No puede dejar de mencionarse que el artículo 16° de la ley 25.065, de Tarjetas de Crédito, prevé que «el límite de los intereses compensatorios o financieros que el emisor aplique al titular no podrá superar en más del 25%» a la tasa que aplique a las operaciones de préstamos personales en moneda corriente para clientes. Este límite, que fue convalidado por la Corte Suprema (“Proconsumer c. Banco Itaú Buen Ayre S.A. s/ sumarísimo, del 17/05/2016, LA LEY 2016-D, 159) al no intervenir en el caso resuelto por la sala C de la Cámara Nacional en lo Comercial (fallo del 20/04/2012, publicado en el mismo lugar), es mayor -por el momento- a la tasa que en esta decisión se establece.
La aplicación doble de la tasa activa de interés rige, como es sabido, a partir de 01/08/2015 y hasta el efectivo pago, dado que hasta esa fecha y desde la fecha del hecho, esta Sala entiende que la doctrina del caso “Samudio” es obligatoria, como se ha sostenido en numerosos precedentes (“Nieto, Rubén Esteban c/ Cajal, Saúl Guillermo y otros s/ Daños y perjuicios”, Expte. 104.622/2011, del 12/06/2016; “Focaraccio, Georgina Vanesa y otros c/ Giménez, Ángel y otro s/ daños y perjuicios”, Expte. 95.334/2013, del 10/08/2008; “Medina, Daniel c/ Fernández Prior, Jorge s/ daños y perjuicios”,. Expte. 100.900/2013, del 15/07/2016, entre otros). En ese orden de ideas, estimo razonable se aplique la tasa activa conforme surge del citado plenario desde la fecha del hecho hasta el 1° de agosto de 2015 y a partir de allí la doble tasa activa hasta el efectivo pago (arts. 768 inc. c) y art. 770 del C.C.yC.), lo que así habré de proponer al acuerdo.
VIII.- Las costas de alzada se imponen al demandado Juan Mamani por haber resultado sustancialmente vencido (art. 68 del C.P.C.C.).
IX.- En consecuencia, y para el caso de que mi voto fuere compartido, propongo a mis colegas: 1) modificar la sentencia de grado elevando los montos concedidos por incapacidad sobreviniente al de $56.000, por daño moral al de $30.000 y por gastos por atención médica, farmacia radiografías y traslados al de $2000; 2) modificar la tasa de interés en los términos dispuestos en el considerando VII; 3) confirmar la sentencia de grado en todo lo demás que decide y ha sido materia de apelación y agravio; 4) Imponer las costas de alzada en los términos del considerando
VIII.- El Dr. Kiper, por las consideraciones expuestas por el Dr. Fajre, adhiere al voto que antecede. Con lo que se dio por terminado el acto firmando los señores Jueces por ante mí, que doy fe. FDO. José Benito Fajre y Claudio M. Kiper.
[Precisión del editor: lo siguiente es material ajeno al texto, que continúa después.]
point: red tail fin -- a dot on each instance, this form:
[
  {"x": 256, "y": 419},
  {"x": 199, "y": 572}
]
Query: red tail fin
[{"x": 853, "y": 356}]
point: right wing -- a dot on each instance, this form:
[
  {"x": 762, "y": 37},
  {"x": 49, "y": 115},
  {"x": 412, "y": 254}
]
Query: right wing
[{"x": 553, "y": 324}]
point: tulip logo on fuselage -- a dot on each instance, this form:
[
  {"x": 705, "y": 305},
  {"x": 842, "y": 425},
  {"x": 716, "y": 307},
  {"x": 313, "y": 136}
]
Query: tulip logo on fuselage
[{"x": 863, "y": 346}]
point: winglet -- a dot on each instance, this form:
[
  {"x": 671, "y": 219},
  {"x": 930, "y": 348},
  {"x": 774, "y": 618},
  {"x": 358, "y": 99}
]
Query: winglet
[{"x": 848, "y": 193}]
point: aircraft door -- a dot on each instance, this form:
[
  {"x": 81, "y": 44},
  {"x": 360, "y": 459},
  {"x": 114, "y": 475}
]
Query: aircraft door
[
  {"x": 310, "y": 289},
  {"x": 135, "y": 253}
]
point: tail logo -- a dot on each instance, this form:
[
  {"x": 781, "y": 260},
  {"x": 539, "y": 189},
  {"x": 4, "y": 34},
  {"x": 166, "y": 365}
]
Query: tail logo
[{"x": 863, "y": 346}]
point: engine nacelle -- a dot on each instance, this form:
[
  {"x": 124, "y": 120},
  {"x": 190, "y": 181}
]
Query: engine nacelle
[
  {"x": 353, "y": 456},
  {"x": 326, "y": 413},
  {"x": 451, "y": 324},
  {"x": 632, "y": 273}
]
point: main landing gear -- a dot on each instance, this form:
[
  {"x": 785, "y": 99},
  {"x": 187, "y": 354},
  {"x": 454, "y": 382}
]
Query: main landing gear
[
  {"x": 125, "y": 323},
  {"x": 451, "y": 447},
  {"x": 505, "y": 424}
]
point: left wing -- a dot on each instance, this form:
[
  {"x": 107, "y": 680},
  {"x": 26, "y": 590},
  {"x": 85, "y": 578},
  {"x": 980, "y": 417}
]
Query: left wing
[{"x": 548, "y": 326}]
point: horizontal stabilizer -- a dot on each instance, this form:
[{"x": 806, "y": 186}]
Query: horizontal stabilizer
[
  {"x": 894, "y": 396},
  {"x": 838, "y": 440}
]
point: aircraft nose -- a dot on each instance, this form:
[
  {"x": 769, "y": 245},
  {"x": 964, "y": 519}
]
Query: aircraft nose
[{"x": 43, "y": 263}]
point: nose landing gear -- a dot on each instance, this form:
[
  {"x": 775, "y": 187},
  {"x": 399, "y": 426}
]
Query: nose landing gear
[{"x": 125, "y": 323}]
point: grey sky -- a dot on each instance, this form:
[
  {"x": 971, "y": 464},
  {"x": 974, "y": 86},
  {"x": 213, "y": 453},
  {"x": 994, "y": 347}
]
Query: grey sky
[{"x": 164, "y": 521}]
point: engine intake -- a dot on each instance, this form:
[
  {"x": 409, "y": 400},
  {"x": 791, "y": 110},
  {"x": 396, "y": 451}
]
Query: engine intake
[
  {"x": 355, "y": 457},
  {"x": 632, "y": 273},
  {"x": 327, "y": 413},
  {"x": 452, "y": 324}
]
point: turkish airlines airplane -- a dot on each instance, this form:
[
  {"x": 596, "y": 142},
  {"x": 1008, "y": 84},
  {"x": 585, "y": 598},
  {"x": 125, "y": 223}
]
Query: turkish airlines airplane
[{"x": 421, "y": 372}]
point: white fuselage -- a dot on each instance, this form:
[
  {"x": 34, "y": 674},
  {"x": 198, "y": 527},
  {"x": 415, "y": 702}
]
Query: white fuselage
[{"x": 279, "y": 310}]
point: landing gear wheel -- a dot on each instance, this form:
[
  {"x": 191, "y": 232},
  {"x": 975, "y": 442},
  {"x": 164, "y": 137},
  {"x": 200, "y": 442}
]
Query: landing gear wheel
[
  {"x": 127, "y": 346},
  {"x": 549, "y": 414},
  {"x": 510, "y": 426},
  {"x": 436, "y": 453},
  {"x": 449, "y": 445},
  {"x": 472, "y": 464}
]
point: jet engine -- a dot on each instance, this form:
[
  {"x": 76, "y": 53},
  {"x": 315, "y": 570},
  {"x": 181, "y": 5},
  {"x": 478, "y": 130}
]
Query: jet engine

Buenos Aires, de noviembre de 2016.
Y VISTO, lo deliberado y conclusiones establecidas en el acuerdo transcripto precedentemente por unanimidad de votos, el Tribunal decide:
I.- modificar la sentencia de grado elevando los montos concedidos por incapacidad sobreviniente al de $56.000, por daño moral al de $30.000 y por gastos por atención médica, farmacia radiografías y traslados al de $2000; II.- modificar la tasa de interés en los términos dispuestos en el considerando VII; III.- confirmar la sentencia de grado en todo lo demás que decide y ha sido materia de apelación y agravio; IV.- imponer las costas de alzada en los términos del considerando VIII.
Regístrese, comuníquese a la Dirección de Comunicación Pública, dependiente de la CSJN (conf. Ac. 15/13), notifíquese y, oportunamente, devuélvase.
FDO. José Benito Fajre y Claudio M. Kiper.